猫かぶりな兄の親友はブラコンの俺を構いたい

 久登先輩に告白されて二週間と少しが経った、金曜の昼下がり。今日は、学年末テストの最終日だ。
 放課後の一年の昇降口は、解放感でいっぱいの同級生でごった返している。だけど、靴箱からスニーカーを手に取った俺の心は、随分と静まり返っていた。
 というのも、今日は久登先輩に会えないまま、一日が終わりそうだからだ。

 この二週間、先輩は昼休みも放課後も、当たり前みたいに隣にいてくれた。試験期間中は勉強も見てくれて──助けてもらった分、テストが終わったら何かお返ししようって計画してた。
 久登先輩、甘いもの好きだし……帰りにドーナツ屋でも寄ろうかな。それとも、この前「ここのパンケーキ食べてみたい」って言ってたカフェとか? なんて考えてたのに──。
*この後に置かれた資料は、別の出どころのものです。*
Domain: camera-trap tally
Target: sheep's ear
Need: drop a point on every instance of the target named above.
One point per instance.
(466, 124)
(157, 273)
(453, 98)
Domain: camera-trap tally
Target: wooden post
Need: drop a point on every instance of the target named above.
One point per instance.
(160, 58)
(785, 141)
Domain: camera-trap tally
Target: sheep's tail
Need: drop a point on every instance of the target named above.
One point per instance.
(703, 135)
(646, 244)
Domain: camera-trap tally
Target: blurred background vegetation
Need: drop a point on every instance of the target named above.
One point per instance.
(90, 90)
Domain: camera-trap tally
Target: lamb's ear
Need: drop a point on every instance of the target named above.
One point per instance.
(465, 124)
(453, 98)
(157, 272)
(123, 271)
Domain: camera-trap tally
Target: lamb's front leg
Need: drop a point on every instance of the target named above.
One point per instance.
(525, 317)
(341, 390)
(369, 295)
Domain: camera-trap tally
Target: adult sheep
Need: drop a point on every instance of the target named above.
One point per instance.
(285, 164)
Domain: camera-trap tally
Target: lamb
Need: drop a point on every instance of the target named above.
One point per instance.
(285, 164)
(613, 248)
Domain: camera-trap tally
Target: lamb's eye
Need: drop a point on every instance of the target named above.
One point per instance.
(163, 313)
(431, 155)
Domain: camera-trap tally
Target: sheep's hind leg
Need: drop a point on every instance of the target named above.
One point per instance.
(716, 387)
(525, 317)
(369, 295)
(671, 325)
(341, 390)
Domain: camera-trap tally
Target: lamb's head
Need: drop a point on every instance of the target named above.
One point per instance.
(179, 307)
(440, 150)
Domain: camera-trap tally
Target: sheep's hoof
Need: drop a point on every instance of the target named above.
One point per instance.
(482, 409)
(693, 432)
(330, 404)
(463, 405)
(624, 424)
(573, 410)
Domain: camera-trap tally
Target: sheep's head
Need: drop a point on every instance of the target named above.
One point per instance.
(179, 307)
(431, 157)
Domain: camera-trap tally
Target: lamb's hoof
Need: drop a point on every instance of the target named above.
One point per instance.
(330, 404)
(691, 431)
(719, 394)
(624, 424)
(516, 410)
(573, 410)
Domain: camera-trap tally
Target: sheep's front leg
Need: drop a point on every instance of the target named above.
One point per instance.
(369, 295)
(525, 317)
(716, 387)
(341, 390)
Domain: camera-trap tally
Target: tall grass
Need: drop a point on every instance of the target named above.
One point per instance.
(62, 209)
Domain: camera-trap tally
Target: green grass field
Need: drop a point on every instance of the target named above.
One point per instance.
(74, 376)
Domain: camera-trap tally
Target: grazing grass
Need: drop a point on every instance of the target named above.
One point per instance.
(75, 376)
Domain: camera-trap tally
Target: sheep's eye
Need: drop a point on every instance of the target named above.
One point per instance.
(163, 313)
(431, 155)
「なんで今日に限って、久登先輩はクラス会なんだよ……。春休み前にしたらいいじゃん」

 昨日の帰り道、唐突に言われたことを思い出しながら、俺はため息混じりに独りごちた。
 会えないって思うだけで、心がしゅんとする。
 だけど、そんな俺を急かすように、山本と相嶋の声が飛んできた。

「おーい、千茅! 早く行くぞ」
「ちんたらすんなってー。コンビニ寄ってかねーといけねぇんだから」

 扉の方を見れば、既に準備万端の二人の姿。
 そうだ。久登先輩もクラスで楽しむなら、俺も友達と楽しまないと。
 今日は二人から「千茅んちに行きたい」と言われて、急遽俺の家で遊ぶことになったのだ。

「はいはい。分かったから、急かすなってー」

 俺はすぐにスニーカーに履き替えると、急いで二人の元に向かった。